Wir alle haben Anfang der Woche Weihnachten gefeiert. Die Familie ist zusammengekommen und den Eltern, Geschwistern und Großeltern wurde zumindest ein Besuch abgestattet. Mit denen, die nicht dabei sein konnten, hat es lange Telefonate gegeben. Weihnachten ist heute für viele das Fest der Familie.
Wozu brauchen wir also noch das Fest dieses Sonntags, das Fest der heiligen Familie?
Wir schauen unter den Tannenbaum und sehen eine sehr idyllische Atmosphäre mit glücklichen Figuren, Maria, Josef, das Jesuskind, lächelnden Hirten und einem warm lodernden Feuer. Diese Familie besteht aus Heiligen, keine Frage, deshalb muss sie heilig sein.
Unsere Weihnachtsromantik stimmt sicher nicht mit der damaligen Wirklichkeit überein. Und dennoch haben die drei die Situation als Familie gemeistert und es hat sie vermutlich eng zusammengeschweißt. Das heutige Evangelium belegt jedoch, dass bei dieser Familie bei Weitem nicht alles glatt lief. Was müssen die Eltern für Ängste ausgestanden haben, als Jesus 3 Tage nicht aufzufinden war. Und als er wieder auftauchte, gibt es keine Worte der Entschuldigung oder des Einsehens, sondern Jesus zeigt kein Verständnis für die Sorgen seiner Eltern.
Welche Eltern kennen ähnliche Situationen nicht auch? Ich glaube, dass all diese Berichte und Geschichten deutlich machen wollen, dass Jesus tatsächlich ganz Mensch geworden ist, und zwar in völlig normaler Umgebung oder sogar eher in einem schwierigen Umfeld. Und dennoch hat er das erfahren, was Familie ausmacht. Nur in diesem Umfeld und mit diesen Erfahrungen wurde Jesus zu dem, der er geworden ist. Außer der heutigen Geschichte hören wir in den Evangelien nicht sehr viel von den ersten 30 Jahren in Jesu Leben. Diese Zeit macht aber 90% der Zeit zwischen seiner Geburt und seinem Tod am Kreuz aus. Wir müssen keine Details kennen, um zu wissen, diese Zeit war prägend und es war die Zeit, die er weitestgehend in der Familie verbracht hat, in der Jesus, unterstützt durch Maria und Josef, die Heilige Schrift studiert und den Beruf des Zimmermanns erlernt hat.

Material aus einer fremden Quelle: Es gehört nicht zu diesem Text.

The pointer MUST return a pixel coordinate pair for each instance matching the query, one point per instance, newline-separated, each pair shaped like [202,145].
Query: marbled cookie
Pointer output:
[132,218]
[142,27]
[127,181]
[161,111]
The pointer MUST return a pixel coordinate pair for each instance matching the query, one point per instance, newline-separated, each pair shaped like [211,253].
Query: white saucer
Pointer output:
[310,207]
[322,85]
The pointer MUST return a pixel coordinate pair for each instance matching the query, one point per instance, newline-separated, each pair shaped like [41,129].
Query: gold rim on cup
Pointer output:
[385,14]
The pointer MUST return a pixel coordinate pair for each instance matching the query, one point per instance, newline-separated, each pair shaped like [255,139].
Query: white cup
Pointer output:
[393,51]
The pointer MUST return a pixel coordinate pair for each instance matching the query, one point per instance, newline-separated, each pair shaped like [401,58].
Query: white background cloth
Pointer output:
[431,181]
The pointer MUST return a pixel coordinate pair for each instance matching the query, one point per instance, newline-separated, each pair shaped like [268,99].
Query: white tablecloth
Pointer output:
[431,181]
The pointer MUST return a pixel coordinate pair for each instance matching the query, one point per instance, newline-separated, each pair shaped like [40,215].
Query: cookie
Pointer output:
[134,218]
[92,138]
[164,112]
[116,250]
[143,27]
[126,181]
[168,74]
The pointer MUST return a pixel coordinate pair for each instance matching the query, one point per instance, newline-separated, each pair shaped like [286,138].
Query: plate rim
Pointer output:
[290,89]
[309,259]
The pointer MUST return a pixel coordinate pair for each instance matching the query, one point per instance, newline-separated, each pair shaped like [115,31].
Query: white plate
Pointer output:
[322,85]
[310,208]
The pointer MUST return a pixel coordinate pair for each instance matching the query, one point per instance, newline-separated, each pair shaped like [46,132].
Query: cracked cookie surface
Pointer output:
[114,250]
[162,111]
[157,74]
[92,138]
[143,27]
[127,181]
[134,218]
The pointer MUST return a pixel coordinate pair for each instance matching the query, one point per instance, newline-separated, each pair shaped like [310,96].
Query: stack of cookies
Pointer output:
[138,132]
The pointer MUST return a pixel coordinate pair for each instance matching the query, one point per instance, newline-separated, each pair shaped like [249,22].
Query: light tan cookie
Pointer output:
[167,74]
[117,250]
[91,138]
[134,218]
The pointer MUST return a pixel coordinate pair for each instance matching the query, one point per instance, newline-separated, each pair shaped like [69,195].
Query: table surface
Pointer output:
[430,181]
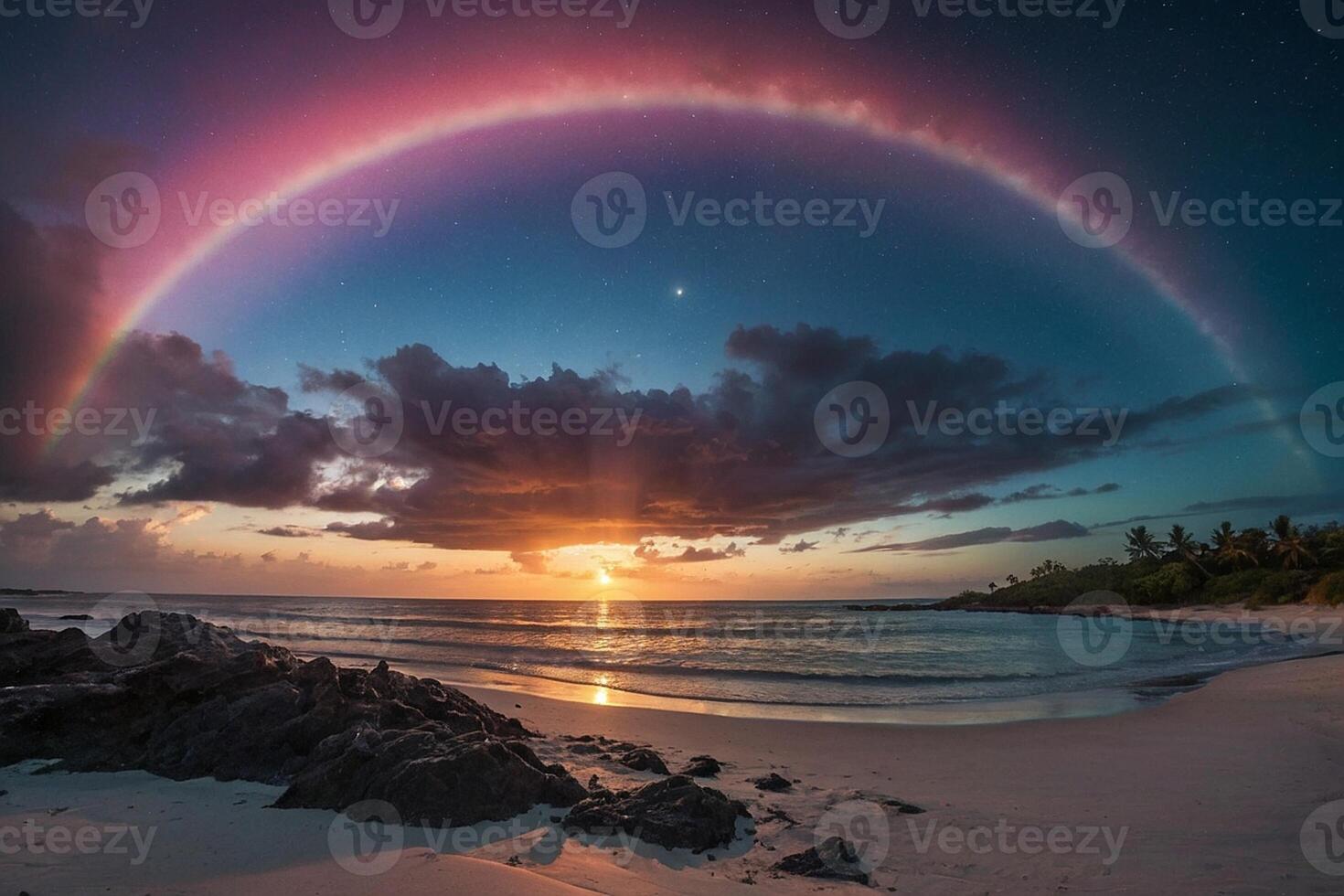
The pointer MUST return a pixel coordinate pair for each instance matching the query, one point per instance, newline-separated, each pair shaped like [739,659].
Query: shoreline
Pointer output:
[1184,776]
[1221,621]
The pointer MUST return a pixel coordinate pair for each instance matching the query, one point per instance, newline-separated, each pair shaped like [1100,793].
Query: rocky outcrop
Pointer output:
[185,699]
[832,859]
[702,767]
[773,784]
[675,813]
[11,623]
[644,759]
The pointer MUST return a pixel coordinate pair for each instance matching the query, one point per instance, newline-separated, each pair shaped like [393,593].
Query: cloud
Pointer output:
[1050,492]
[738,461]
[288,532]
[649,554]
[51,324]
[531,563]
[992,535]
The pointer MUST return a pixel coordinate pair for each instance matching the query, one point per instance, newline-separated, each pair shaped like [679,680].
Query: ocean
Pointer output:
[752,658]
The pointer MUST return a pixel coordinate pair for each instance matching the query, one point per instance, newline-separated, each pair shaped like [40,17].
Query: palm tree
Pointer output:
[1186,546]
[1232,549]
[1289,544]
[1143,546]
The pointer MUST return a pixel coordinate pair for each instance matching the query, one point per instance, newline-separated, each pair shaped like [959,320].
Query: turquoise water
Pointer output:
[752,653]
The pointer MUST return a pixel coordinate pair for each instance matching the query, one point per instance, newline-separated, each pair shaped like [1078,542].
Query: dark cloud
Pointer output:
[1044,492]
[740,461]
[1301,504]
[288,532]
[649,554]
[51,325]
[994,535]
[531,563]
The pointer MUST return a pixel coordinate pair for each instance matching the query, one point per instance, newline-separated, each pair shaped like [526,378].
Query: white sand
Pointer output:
[1211,790]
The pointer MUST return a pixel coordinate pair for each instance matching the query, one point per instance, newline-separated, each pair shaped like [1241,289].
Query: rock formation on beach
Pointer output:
[180,698]
[203,703]
[832,859]
[674,813]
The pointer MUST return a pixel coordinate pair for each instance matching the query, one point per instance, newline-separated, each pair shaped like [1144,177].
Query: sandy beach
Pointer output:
[1108,805]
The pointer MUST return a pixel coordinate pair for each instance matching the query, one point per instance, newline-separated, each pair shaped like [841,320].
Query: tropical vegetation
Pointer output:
[1281,563]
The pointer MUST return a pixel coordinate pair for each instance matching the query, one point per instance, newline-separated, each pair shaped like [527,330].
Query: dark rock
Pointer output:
[644,759]
[585,749]
[772,782]
[832,859]
[11,623]
[902,806]
[675,813]
[702,767]
[205,703]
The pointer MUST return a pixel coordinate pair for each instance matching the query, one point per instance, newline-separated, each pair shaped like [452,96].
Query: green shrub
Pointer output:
[1172,583]
[1234,586]
[1328,592]
[1287,586]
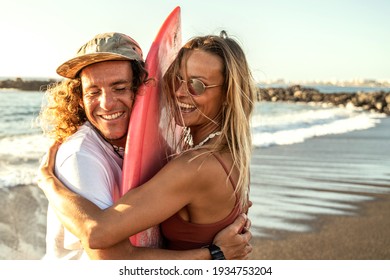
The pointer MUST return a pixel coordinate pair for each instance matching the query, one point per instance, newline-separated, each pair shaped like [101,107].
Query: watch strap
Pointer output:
[216,252]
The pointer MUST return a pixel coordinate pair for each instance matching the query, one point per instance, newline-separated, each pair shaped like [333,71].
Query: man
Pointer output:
[89,112]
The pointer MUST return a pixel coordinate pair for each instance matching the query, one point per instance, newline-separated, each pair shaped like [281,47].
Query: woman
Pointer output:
[204,187]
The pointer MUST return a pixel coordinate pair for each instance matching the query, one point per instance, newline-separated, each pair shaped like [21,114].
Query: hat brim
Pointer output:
[72,67]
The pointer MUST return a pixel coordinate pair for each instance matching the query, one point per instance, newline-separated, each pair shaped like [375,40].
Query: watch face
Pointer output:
[216,252]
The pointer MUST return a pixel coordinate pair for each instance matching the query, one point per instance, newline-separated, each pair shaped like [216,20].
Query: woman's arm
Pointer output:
[233,242]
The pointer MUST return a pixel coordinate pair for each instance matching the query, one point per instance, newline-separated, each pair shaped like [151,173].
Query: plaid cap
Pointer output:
[103,47]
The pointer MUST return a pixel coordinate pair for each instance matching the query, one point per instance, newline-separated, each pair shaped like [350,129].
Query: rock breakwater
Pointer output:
[374,101]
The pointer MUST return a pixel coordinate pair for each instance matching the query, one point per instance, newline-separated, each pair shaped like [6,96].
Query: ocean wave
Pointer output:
[19,159]
[286,126]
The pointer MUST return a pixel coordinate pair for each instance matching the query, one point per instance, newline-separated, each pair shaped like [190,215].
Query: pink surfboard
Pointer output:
[145,152]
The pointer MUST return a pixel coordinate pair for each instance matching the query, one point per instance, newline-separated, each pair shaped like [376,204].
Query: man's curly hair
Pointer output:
[62,114]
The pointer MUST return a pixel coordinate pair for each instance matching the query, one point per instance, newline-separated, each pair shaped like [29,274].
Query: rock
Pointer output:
[377,101]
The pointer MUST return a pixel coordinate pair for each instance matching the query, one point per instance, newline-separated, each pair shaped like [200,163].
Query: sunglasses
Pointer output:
[195,87]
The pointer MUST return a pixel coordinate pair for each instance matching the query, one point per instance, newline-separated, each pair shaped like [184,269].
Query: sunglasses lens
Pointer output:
[196,87]
[177,83]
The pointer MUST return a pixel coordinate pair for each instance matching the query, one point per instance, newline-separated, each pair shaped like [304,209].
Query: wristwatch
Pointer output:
[216,252]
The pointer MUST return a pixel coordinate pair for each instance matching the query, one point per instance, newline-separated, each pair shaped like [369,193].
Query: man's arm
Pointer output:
[233,243]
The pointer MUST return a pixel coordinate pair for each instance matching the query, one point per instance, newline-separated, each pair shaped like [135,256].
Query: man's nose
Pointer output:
[107,100]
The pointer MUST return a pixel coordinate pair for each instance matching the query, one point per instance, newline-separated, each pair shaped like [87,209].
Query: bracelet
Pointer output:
[216,252]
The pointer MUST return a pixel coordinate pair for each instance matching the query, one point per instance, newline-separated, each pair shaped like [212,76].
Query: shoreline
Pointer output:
[343,178]
[363,236]
[358,229]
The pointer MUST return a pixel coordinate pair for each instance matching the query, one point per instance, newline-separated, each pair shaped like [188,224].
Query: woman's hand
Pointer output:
[46,168]
[234,240]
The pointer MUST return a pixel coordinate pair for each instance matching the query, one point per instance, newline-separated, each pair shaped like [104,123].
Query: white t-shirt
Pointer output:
[88,165]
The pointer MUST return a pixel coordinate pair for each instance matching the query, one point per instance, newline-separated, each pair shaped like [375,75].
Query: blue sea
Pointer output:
[22,144]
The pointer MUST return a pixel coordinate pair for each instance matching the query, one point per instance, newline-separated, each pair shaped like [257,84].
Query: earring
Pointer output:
[188,137]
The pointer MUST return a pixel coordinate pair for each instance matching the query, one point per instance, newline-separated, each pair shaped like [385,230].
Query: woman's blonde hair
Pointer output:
[62,114]
[238,102]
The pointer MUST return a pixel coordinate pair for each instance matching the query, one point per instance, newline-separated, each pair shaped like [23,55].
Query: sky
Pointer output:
[294,40]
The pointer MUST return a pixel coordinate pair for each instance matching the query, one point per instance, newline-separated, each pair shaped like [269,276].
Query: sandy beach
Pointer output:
[353,170]
[326,198]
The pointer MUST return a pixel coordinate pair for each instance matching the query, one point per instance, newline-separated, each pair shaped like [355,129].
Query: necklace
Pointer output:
[211,136]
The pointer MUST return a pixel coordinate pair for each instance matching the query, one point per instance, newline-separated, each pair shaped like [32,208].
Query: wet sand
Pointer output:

Familie, das ist in unserer Gesellschaft die kleinste soziologische Einheit, in der Kinder das Laufen, das Sprechen und die Kultur erlernen. Mindestens so wichtig ist für ein Kind das Erleben von menschlichen Beziehungen, von Miteinander, das Erfahren von Mitgefühl und Empathie und das Vorhandensein der 3 göttlichen Tugenden, Glaube, Hoffnung und Liebe. Das alles bildet das Urvertrauen in sich und vor allem in andere Menschen. Es bewirkt eine positive Lebenseinstellung und prägt den Charakter des Kindes und späteren Erwachsenen maßgeblich. Auch für die Erwachsenen ist die Familie immer wieder ein Ort der Reflexion, der Verantwortung, der Liebe und des beispielgebenden Vorlebens der Werte.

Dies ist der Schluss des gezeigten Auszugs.